Она повернулась и пошла прочь, но Тось через некоторое время догнал ее, начал извиняться, просил, чтобы Мира не уходила, говорил, что она права, а он и правда ничего не понимает…. И Мира, конечно, простила и приняла его объяснения. Потому что, если бы не простила и не приняла, получилось, что он в чем-то прав, а она нет. А признать его правоту было так страшно, что Мире от одной мысли об этом казалось, что она заглядывает в бездну. Нет, нет, только не это, только не это….
Их встречи продолжались, Тось больше не заговаривал про смерть, а Мира, хоть и старалась гнать неприятные мысли, часто ловила себя на том, что постоянно вспоминает тот разговор и мучительно пытается придумать возражения, чтобы доказать Тосю правоту своего взгляда на жизнь,… ну и на смерть тоже.
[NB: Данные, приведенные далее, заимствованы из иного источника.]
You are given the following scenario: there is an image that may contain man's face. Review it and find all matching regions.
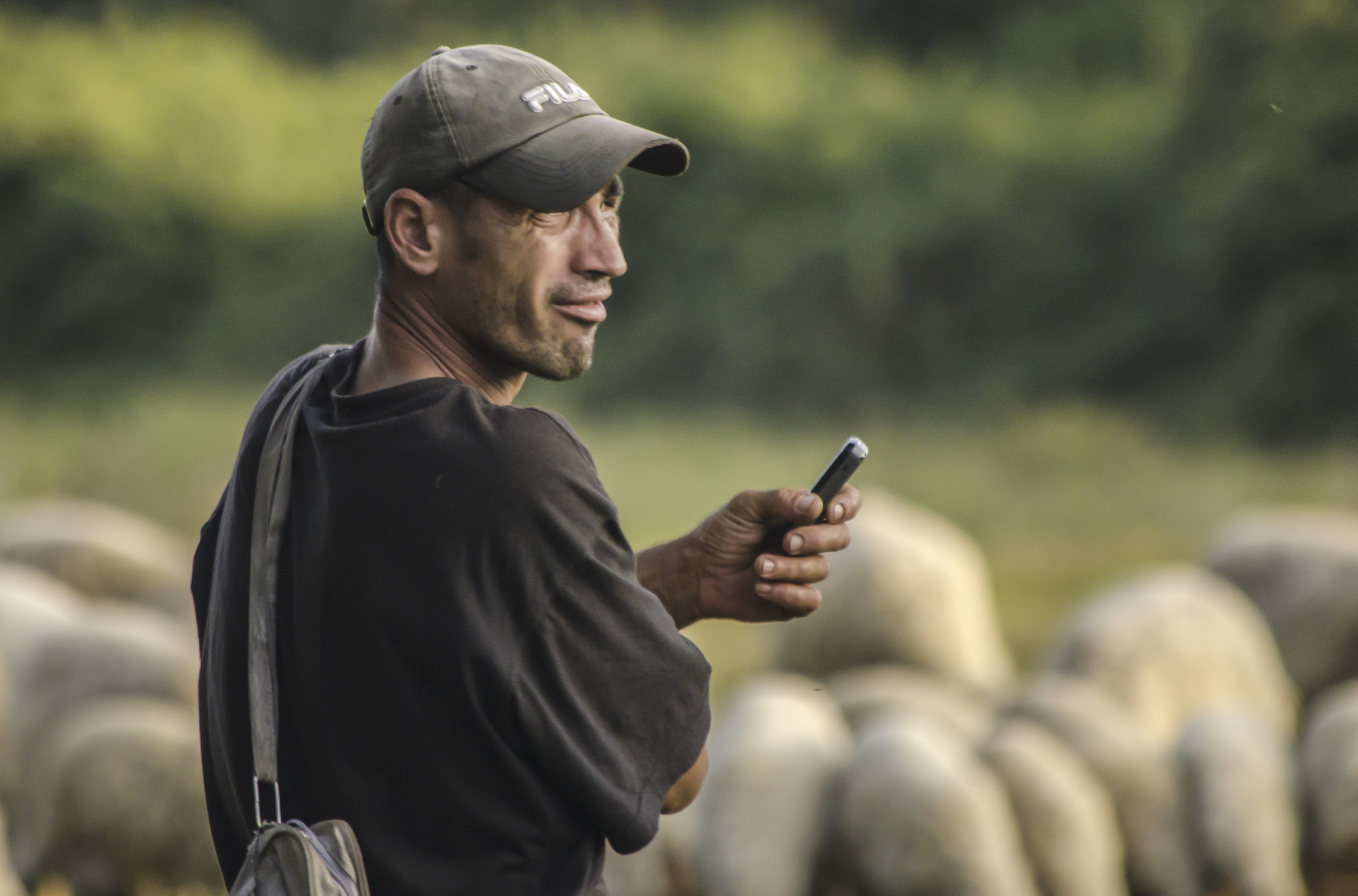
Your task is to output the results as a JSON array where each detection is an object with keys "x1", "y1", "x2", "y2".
[{"x1": 435, "y1": 178, "x2": 627, "y2": 380}]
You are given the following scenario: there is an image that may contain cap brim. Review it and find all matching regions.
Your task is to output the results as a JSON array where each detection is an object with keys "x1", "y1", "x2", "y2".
[{"x1": 462, "y1": 115, "x2": 689, "y2": 212}]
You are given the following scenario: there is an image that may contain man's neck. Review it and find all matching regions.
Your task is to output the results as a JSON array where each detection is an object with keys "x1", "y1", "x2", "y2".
[{"x1": 353, "y1": 285, "x2": 528, "y2": 405}]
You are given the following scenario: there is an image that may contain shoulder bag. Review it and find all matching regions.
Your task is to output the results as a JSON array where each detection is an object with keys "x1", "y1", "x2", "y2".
[{"x1": 230, "y1": 346, "x2": 368, "y2": 896}]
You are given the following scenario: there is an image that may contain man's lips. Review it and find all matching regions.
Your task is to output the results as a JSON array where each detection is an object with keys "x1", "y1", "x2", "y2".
[{"x1": 551, "y1": 299, "x2": 608, "y2": 323}]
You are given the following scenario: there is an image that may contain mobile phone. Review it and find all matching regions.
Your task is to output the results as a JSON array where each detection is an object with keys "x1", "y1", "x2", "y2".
[{"x1": 811, "y1": 436, "x2": 868, "y2": 523}]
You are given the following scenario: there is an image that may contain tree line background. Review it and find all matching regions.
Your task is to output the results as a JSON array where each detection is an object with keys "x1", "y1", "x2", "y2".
[{"x1": 0, "y1": 0, "x2": 1358, "y2": 443}]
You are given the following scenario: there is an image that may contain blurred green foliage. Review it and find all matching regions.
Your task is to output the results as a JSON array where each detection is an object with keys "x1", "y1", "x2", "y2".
[{"x1": 0, "y1": 0, "x2": 1358, "y2": 440}]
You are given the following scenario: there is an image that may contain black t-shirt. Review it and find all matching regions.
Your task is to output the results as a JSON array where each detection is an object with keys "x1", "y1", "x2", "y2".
[{"x1": 193, "y1": 343, "x2": 709, "y2": 896}]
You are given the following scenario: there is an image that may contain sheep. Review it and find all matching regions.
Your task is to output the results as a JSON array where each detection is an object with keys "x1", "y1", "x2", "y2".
[
  {"x1": 834, "y1": 714, "x2": 1038, "y2": 896},
  {"x1": 1301, "y1": 680, "x2": 1358, "y2": 872},
  {"x1": 0, "y1": 563, "x2": 86, "y2": 808},
  {"x1": 611, "y1": 815, "x2": 702, "y2": 896},
  {"x1": 1175, "y1": 707, "x2": 1306, "y2": 896},
  {"x1": 0, "y1": 812, "x2": 27, "y2": 896},
  {"x1": 11, "y1": 607, "x2": 198, "y2": 869},
  {"x1": 826, "y1": 665, "x2": 993, "y2": 743},
  {"x1": 15, "y1": 698, "x2": 224, "y2": 896},
  {"x1": 695, "y1": 675, "x2": 853, "y2": 896},
  {"x1": 778, "y1": 493, "x2": 1013, "y2": 690},
  {"x1": 1207, "y1": 508, "x2": 1358, "y2": 699},
  {"x1": 0, "y1": 498, "x2": 193, "y2": 620},
  {"x1": 1005, "y1": 675, "x2": 1199, "y2": 896},
  {"x1": 1048, "y1": 566, "x2": 1297, "y2": 751},
  {"x1": 980, "y1": 718, "x2": 1127, "y2": 896},
  {"x1": 0, "y1": 562, "x2": 87, "y2": 677}
]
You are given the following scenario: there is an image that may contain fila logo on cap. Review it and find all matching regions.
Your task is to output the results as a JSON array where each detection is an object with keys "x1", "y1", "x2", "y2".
[{"x1": 519, "y1": 81, "x2": 589, "y2": 113}]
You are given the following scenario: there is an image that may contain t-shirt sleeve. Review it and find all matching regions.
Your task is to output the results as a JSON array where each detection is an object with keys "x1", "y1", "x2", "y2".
[{"x1": 500, "y1": 411, "x2": 710, "y2": 853}]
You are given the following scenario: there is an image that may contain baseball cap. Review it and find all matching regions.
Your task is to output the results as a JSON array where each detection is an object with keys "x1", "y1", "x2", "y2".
[{"x1": 361, "y1": 43, "x2": 689, "y2": 234}]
Она много раз пыталась сформулировать свое личное отношение, то, что она сама знала о жизни и смерти, но у нее не получалось. Как объяснить человеку, не отличающему живое от неживого, то, что жизнь кажется ей естественной и вечной, пусть даже она и прерывается ненадолго? А смерть представляется одним большим и нелепым обманом, наверное, самым крупным во всей Вселенной. Как можно отказаться от противостояния этому обману? Мира не понимала.
Наверное, и другие дочери Ани этого тоже не понимали, потому что для них противоборство со смертью было естественным. Жизнь это ценность, о ней нужно заботиться, ею нужно дорожить, защищать и поддерживать. Что может быть прекраснее жизни? Мира никогда не слышала от своих сестер по дару рассуждений о жизни, смерти, перерождении и прочих вещах. Общую философию целительства им преподавали только на первом курсе, и учебник по этому предмету был написан таким образом, что все понимали, что там представлены ответы для несведущих в целительстве простецов, а не для самих дочерей Ани. Просто эдакий сборник шпаргалок на случай, если кто-то из больных начнет приставать с вопросами. С больными это действительно срабатывало, а вот с Тосем — нет. Мира всю голову сломала, соображая, как построить разговор с молочным братом, чтобы донести до него хоть примерное понимание, но так ничего и не придумала.
Когда она проговаривала заготовленные фразы самой себе, все вроде бы звучало логично и правильно, но когда открывала рот, чтобы заговорить с Тосем, ей становилось очевидно, что все, что она придумала, — глупо и наивно, и Тось наверняка поднимет ее на смех. А ей этого очень не хотелось, потому что ее ощущение бесконечности жизни — это было действительно важно для нее. И поэтому она молчала. Презирала себя за глупость и неумение говорить на серьезные темы, но все равно молчала.